Was soll es bringen, wenn gruselige auf's Auto geklebte Kindernamen spazieren fahren? Sollte dies als Abschreckung dienen: RESPEKT! Ernsthaft. Mich schreckt es wahrhaftig ab, wenn ich derart geschmacklose Namen lese, sodass ich automatisch Bilder in meinem Kopf habe, wie dazugehörige Eltern wohl sein mögen.
Denn zweifelsohne bin ich weit davon entfernt, in diesen Momenten nicht ziemlich tief in den Stereotype-Schubladen zu kramen. Zu mutmaßen. Oder auch einfach spaßeshalber darüber zu sinnieren, ob die Eltern von Chiara-Zöe vielleicht wohlmöglich ziemlich einen an der Waffel haben?
Kann ja sein.
Wir wissen es nicht.
Was ich persönlich aber weiß, ist, dass es diverse Schüler gibt, von denen ich jetzt schon nach einer Woche Schule behaupten kann: Jepp, komplett gestört.

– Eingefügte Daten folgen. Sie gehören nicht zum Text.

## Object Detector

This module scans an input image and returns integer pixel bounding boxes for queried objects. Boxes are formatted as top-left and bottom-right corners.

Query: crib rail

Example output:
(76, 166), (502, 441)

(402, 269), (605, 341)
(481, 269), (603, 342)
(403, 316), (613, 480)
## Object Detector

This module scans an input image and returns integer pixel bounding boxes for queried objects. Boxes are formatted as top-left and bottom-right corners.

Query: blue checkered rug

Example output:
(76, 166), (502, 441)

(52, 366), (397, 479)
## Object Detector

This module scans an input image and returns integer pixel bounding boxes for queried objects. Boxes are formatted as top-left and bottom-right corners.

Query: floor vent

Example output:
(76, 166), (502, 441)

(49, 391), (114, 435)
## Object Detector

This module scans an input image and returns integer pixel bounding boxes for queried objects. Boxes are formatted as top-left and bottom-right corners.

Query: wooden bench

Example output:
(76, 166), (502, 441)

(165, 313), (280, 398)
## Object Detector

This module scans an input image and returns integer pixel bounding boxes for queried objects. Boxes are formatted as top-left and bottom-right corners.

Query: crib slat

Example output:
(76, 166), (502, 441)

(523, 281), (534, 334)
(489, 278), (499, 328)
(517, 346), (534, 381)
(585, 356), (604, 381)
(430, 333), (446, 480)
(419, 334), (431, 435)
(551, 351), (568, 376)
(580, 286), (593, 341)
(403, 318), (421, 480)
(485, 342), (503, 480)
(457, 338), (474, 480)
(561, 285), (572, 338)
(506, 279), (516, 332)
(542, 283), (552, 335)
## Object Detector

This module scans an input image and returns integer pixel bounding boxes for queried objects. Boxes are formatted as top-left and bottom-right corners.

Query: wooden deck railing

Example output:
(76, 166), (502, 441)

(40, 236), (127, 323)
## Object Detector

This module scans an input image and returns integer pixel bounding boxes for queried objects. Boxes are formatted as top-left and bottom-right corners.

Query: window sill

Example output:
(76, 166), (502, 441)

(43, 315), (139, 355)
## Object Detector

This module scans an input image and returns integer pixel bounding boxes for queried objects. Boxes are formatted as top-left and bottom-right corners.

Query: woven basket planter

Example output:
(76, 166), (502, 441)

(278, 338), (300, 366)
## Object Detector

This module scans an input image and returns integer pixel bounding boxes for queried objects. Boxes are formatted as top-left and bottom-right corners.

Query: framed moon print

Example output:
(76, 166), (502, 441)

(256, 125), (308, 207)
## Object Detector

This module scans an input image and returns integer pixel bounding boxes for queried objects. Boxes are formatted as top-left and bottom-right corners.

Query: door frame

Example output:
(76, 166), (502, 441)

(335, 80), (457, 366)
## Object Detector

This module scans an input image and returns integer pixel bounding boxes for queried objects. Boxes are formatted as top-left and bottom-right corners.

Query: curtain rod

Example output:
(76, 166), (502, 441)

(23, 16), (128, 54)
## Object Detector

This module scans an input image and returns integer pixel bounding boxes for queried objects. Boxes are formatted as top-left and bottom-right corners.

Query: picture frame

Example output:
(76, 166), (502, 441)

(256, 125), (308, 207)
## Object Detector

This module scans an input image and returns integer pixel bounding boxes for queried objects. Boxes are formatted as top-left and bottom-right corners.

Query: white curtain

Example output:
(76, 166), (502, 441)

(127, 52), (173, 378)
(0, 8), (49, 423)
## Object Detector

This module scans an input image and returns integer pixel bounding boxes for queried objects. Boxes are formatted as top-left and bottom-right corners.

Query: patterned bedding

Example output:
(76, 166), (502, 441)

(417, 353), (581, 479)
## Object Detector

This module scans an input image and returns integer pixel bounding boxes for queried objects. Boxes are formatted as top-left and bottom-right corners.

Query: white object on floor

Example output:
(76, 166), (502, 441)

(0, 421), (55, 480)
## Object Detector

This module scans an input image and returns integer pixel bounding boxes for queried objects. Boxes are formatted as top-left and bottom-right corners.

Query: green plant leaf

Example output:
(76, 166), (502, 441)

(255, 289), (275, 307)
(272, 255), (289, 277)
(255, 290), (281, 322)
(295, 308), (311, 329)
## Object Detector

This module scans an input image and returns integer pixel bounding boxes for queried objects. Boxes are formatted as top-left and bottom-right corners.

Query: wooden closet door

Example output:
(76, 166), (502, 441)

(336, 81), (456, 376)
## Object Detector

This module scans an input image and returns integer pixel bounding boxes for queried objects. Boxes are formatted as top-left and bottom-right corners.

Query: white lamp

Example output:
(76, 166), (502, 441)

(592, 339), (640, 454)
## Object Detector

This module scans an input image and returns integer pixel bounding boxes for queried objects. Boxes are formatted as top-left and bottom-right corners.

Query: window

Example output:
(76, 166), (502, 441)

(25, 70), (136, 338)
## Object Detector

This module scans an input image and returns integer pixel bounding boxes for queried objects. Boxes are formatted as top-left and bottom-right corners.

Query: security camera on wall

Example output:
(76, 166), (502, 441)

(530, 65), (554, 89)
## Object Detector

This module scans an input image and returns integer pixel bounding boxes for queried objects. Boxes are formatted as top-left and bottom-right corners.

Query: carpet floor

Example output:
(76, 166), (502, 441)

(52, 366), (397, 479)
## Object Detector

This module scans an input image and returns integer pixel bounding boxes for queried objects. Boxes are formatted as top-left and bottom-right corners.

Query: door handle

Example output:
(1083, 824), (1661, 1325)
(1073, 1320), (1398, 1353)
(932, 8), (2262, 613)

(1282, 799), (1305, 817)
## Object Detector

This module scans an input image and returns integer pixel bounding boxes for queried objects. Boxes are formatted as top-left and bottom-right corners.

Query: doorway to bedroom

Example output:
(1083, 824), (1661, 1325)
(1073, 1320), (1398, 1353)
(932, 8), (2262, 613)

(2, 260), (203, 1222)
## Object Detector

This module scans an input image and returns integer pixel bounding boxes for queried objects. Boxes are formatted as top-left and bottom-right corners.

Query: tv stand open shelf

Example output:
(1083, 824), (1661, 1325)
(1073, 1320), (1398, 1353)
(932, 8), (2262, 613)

Da funktioniert was nicht richtig.
Bloß was genau für multiple Störungen im jeweiligen "Kindlein" vorzufinden sind, das wage ich jetzt noch nicht definitiv festzulegen.
Es verhält sich demnach so, dass ich einen Schüler vorfinde, der mit dem Rucksack auf dem Rücken im Klassenraum sitzt und ich versuche ihn zu überreden, den Rucksack doch im Sitzen endlich abzulegen. Als Antwort bekomme ich im brüllenden Ton, man wisse ja schließlich gar nicht, ob man hier richtig sei, sodass ein Ablegen als nicht lohnenswert erachtet wird. Ich ziehe meine Stirn kraus, versuche dem Schätzchen zu entlocken welchen Abschluss er denn bereits erlangt habe, was sich aber als unlösbar darstellt, denn er hat keine Ahnung.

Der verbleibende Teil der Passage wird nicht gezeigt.